I agree-that is one thing that turns me a bit off about GD...

So many young kids. Sure, I was that age once, etc ...etc...

But so many are just rather snotty. :evil: 

I think you'll get there Skcuzz, if you dont think so now. I have been looking at some GD entries.

Some ARE flawless, but i have seen that most are not impossibly difficult to reach. I think with a few years of dedicated practice, and anyone can get there. 

And you, my friend, are there.


----------



## Skcuzzlebumm (Dec 21, 2006)

Not to sound all negative but really i am a long way off the standard.

A good example of what i mean is the work done by a friend of mine, Tommie Soule:

http://www.coolminiornot.com/148455

He goes by the same name on CMON. There are plenty of other local painters i know just around lancashire that are this level or better. And they struggle to get awards at GD now.

Maybe i'm too modest i dunno, i will be entering the Silver Squig at the end of this month (Manchester/local area painting comp) with this model.


----------



## Skcuzzlebumm (Dec 21, 2006)

Just noticed Tommie has uploaded a pic of his Tyrant - really love the way he's got lots of different colours blended into his bone sword - very sweet.


----------



## Jacobite (Jan 26, 2007)

His Farseer is amazing but I still think that your Tyrant is better than his. Yea his sword is cool but the red doesn't look to flash in my opinion, its far too shiny.


----------



## Skcuzzlebumm (Dec 21, 2006)

The shiny is from the masses of gloss varnish you have to put on a model to make it child gamer proof (he painted this for the GW store in manc you see).

Anyways less about him and GD - more about ME!!!!

Have started the 2nd tyrant - pics to follow. But first i'm gonna do a mini painting tutorial for Anphicar and anyone else who wants it.

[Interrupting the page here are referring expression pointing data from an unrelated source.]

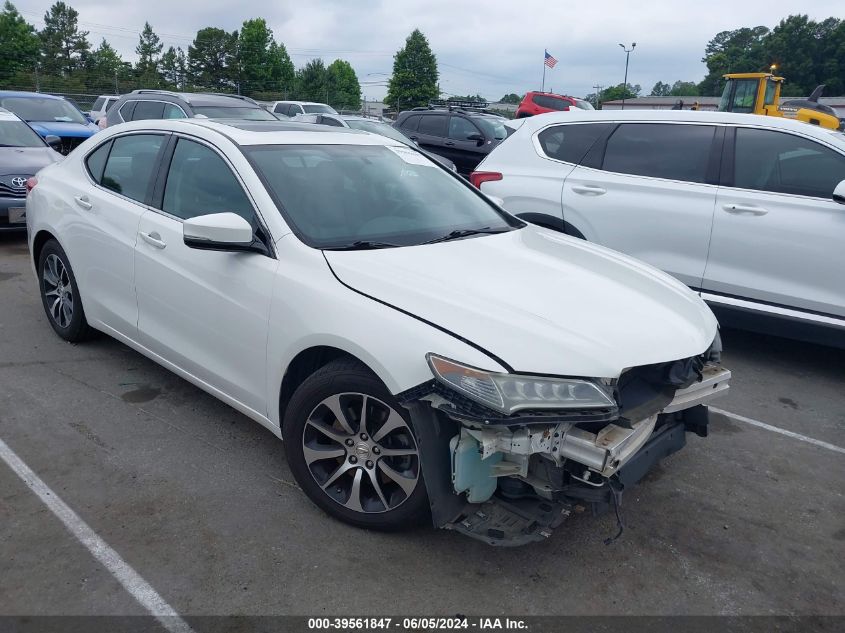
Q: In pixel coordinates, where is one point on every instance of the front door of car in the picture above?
(463, 144)
(102, 245)
(777, 233)
(204, 311)
(649, 195)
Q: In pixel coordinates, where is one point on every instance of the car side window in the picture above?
(199, 182)
(570, 143)
(785, 163)
(173, 112)
(433, 125)
(461, 129)
(130, 165)
(660, 150)
(96, 161)
(148, 110)
(411, 123)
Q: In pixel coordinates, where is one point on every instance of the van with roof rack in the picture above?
(166, 104)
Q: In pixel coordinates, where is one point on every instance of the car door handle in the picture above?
(82, 201)
(744, 209)
(153, 239)
(589, 190)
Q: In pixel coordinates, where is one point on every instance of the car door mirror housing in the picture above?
(219, 232)
(839, 193)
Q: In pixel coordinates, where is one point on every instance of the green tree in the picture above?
(684, 89)
(106, 70)
(174, 68)
(415, 75)
(149, 51)
(342, 83)
(311, 81)
(741, 50)
(661, 90)
(19, 44)
(63, 46)
(212, 59)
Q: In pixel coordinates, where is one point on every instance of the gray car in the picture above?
(22, 154)
(164, 104)
(370, 125)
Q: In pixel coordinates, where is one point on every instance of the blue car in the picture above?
(50, 116)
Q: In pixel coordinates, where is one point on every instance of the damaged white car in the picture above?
(424, 355)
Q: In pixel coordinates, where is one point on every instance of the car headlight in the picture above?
(508, 393)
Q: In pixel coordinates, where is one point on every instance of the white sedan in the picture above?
(421, 352)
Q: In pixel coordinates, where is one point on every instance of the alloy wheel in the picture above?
(361, 452)
(58, 291)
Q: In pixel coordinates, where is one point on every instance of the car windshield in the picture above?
(377, 127)
(493, 127)
(43, 109)
(18, 134)
(233, 112)
(318, 108)
(370, 196)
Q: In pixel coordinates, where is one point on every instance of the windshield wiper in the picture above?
(363, 245)
(459, 233)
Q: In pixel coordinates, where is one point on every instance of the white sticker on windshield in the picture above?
(408, 155)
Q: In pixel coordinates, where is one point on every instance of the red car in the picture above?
(541, 102)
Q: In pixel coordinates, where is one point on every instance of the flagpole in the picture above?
(543, 89)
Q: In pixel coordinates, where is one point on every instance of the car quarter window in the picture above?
(96, 161)
(785, 163)
(131, 163)
(460, 128)
(148, 110)
(433, 125)
(660, 150)
(199, 182)
(570, 143)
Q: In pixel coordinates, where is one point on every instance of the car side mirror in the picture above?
(219, 232)
(839, 193)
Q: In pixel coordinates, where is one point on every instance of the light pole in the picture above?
(628, 52)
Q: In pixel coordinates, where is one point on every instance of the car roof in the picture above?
(682, 116)
(243, 132)
(30, 95)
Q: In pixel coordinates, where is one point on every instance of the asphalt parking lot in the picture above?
(199, 501)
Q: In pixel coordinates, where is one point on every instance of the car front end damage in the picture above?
(508, 475)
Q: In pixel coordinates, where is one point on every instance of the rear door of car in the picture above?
(649, 191)
(778, 236)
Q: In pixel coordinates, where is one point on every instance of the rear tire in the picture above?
(351, 447)
(60, 294)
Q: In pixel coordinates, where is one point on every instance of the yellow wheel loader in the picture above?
(759, 93)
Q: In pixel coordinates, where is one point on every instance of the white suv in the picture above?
(292, 108)
(748, 210)
(421, 352)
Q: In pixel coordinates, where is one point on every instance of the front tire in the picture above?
(352, 449)
(60, 294)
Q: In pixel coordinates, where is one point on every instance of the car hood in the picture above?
(61, 128)
(26, 160)
(538, 300)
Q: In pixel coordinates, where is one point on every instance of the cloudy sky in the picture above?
(491, 47)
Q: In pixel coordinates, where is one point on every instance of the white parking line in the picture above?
(137, 587)
(776, 429)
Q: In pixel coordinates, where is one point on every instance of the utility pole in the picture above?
(598, 90)
(628, 52)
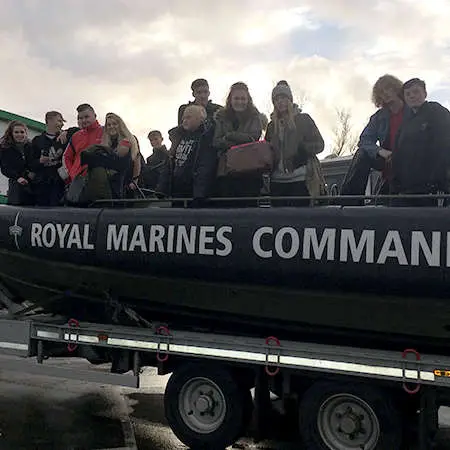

Today: Cloaks and white armour - the Skcuzzlebumm way.


----------



## Anphicar (Dec 31, 2006)

Skcuzzlebumm said:


> Anyways less about him and GD - more about ME!!!!


You're sexy. :twisted: 

But honestly...I think you have a damned good chance of winning that painting competition. Good luck!

Represent!


----------



## Elchimpster (Jan 31, 2007)

Damn...that's sweet as hell (and something I never want to face on the table)
:cyclops:


----------



## jigplums (Dec 15, 2006)

looks awesome, i think it will actually help showcase your painting skills more than the Hoard did actually. You going for that auto-qualify just incase?


----------



## hellric (Dec 26, 2006)

Wow, very cute little beastie  Great overal look, good execution and the paint scheme is really cool,. If I just read about pink nids without seeing them, I'd say I wouldn't think I'd like them, but now I see the result, I love it !


----------